Con tutto quello che, quasi quotidianamente, papa Francesco ha detto e ha fatto in questi ultimi mesi segnati dal coronavirus si potrebbe mettere insieme una amplissima pagina di magistero. Amplissima e, soprattutto, inedita, visto che la pandemia che ancora stiamo vivendo ha pochissimi precedenti, e nessuno di questi è recente. Il discorso sarebbe lunghissimo, e non c'è qui spazio abbastanza per farlo. Ma, tra le tante cose trattate e i molti spunti offerti dalla pagina in questione, certamente degna di nota è l'importanza che Bergoglio ha sempre attribuito ai consigli che arrivavano – e continuano ad arrivare – dalla scienza. Anche riguardo alle cose più "scomode" per i credenti, come il dover rinunciare alle cerimonie religiose in nome della prudenza, indispensabile. Non una soggezione, o un'ingiustificata timidezza, né tantomeno una resa della fede di fronte alla scienza, come qualcuno ha polemicamente sostenuto, ma un rispetto profondo dei ruoli e delle competenze, in quel dialogo costruttivo che deve sempre esistere tra scienza e fede, nella costante ricerca del bene comune.
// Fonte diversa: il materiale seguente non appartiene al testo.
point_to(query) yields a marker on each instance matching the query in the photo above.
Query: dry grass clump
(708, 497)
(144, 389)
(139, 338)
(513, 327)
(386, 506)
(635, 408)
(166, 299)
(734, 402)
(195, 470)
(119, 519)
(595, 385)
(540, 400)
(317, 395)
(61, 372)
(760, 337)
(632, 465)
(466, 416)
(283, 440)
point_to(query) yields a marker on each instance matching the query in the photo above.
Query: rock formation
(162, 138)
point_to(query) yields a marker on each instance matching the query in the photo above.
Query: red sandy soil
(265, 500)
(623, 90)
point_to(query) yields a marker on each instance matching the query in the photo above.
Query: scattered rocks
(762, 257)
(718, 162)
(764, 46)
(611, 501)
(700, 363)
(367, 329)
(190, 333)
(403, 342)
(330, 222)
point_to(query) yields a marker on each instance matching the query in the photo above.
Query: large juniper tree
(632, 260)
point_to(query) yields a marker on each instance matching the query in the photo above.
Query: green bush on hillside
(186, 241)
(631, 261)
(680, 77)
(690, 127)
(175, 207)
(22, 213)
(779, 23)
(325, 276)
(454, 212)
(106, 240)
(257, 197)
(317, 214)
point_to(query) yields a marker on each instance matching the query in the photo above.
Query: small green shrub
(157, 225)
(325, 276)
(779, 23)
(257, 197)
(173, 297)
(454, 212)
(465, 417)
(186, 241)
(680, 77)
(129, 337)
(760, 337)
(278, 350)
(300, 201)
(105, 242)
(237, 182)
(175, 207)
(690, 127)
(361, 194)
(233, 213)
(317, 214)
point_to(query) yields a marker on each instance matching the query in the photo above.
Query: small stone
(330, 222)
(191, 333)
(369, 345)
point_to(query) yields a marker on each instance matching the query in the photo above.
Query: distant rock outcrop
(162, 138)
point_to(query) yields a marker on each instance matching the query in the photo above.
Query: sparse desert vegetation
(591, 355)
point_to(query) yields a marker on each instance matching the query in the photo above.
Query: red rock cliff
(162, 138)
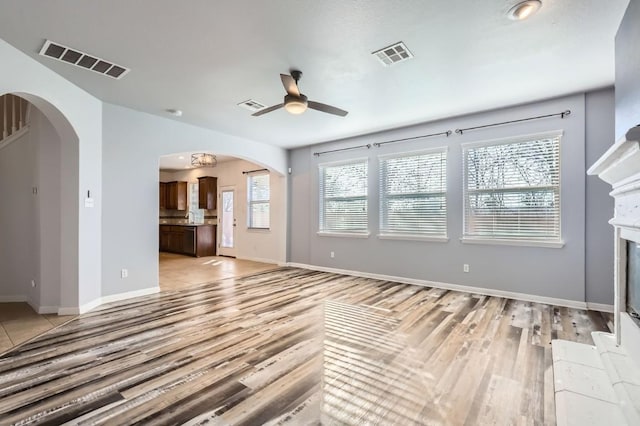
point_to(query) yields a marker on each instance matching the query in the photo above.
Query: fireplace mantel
(620, 167)
(584, 375)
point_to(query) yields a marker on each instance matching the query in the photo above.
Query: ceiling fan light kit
(524, 10)
(295, 102)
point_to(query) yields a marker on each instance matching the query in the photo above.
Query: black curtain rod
(318, 154)
(562, 114)
(447, 134)
(254, 171)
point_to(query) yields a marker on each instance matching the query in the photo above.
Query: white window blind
(512, 190)
(413, 194)
(259, 200)
(343, 197)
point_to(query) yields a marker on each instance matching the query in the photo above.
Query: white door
(227, 222)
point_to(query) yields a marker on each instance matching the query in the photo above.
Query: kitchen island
(189, 239)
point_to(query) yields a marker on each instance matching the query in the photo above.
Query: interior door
(227, 222)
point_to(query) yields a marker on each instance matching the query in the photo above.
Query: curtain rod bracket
(562, 114)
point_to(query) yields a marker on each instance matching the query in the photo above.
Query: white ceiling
(204, 57)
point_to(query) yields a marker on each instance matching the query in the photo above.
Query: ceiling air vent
(82, 60)
(393, 54)
(251, 105)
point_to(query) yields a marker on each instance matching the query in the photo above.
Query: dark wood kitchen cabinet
(175, 195)
(191, 240)
(207, 192)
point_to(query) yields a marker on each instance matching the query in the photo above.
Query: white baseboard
(462, 288)
(600, 307)
(13, 298)
(262, 260)
(46, 309)
(129, 295)
(107, 299)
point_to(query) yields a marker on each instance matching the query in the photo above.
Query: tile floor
(19, 322)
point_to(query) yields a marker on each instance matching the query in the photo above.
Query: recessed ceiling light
(524, 10)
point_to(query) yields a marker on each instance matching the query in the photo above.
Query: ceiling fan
(297, 103)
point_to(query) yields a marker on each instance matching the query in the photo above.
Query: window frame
(322, 230)
(251, 202)
(555, 242)
(383, 197)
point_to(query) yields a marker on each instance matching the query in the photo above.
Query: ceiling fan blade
(326, 108)
(290, 85)
(266, 110)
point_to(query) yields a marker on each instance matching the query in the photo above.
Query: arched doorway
(40, 212)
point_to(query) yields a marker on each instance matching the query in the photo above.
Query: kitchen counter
(188, 238)
(187, 224)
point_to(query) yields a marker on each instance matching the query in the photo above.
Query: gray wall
(18, 265)
(628, 70)
(29, 223)
(558, 273)
(599, 205)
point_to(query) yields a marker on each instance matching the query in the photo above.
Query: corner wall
(77, 118)
(546, 272)
(627, 69)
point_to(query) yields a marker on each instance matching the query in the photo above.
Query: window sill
(343, 234)
(520, 243)
(413, 238)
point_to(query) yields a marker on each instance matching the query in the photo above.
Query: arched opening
(236, 206)
(40, 210)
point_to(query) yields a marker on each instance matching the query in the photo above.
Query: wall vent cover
(82, 60)
(393, 54)
(251, 105)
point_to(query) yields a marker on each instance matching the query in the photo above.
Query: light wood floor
(19, 322)
(290, 346)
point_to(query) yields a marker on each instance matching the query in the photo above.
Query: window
(343, 198)
(259, 196)
(413, 194)
(512, 190)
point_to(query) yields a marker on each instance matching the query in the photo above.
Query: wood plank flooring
(291, 347)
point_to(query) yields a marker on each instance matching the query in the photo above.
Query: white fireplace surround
(600, 384)
(620, 167)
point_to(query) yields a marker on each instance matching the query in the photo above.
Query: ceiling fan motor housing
(295, 104)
Nel novembre del 2006, parlando all'assemblea plenaria della pontificia Accademia delle Scienze, papa Benedetto XVI volle ribadire che «il cristianesimo non presuppone un conflitto inevitabile tra la fede soprannaturale e il progresso scientifico. Il punto di partenza stesso della rivelazione biblica è l'affermazione che Dio ha creato gli esseri umani, dotati di ragione, e li ha posti al di sopra di tutte le creature della terra». In questo modo, proseguiva Ratzinger con citazioni dal Concilio e dal magistero di Giovanni Paolo II, «l'uomo è diventato colui che amministra la creazione e l'"aiutante" di Dio. Se pensiamo, per esempio, a come la scienza moderna, prevedendo i fenomeni naturali, ha contribuito alla protezione dell'ambiente, al progresso dei Paesi in via di sviluppo, alla lotta contro le epidemie e all'aumento della speranza di vita, appare evidente che non vi è conflitto tra la Provvidenza di Dio e l'impresa umana. In effetti, potremmo dire che il lavoro di prevedere, controllare e governare la natura, che la scienza oggi rende più attuabile rispetto al passato, è di per se stesso parte del piano del Creatore».
Così domenica scorsa all'Angelus, per la terza volta affacciato alla finestra della sua Biblioteca privata dopo la fine del lockdown su una piazza San Pietro piena di fedeli (ma ben distanziati), Francesco ha detto che «in Italia la fase acuta dell'epidemia è superata, anche se rimane la necessità – ma state attenti, non cantare vittoria prima, non cantare troppo presto vittoria! – di seguire con cura le norme vigenti, perché sono norme che ci aiutano a evitare che il virus vada avanti». E ha aggiunto, a rafforzare il concetto: «Grazie a Dio stiamo uscendo dal centro più forte, ma sempre con le prescrizioni che ci danno le autorità. Ma purtroppo in altri Paesi – penso ad alcuni – il virus sta facendo ancora tante vittime. Venerdì scorso, in un Paese, è morto uno al minuto! Terribile». Già, davvero terribile. Perché se la pandemia sembra passata qui da noi, nessuno ci deve essere estraneo, nessuno ci deve sembrare troppo lontano da non essere degno della nostra vicinanza, della nostra solidarietà, della nostra preghiera al Padre che ci ama tutti. Questo, e solo questo, deve essere l'atteggiamento dei cristiani.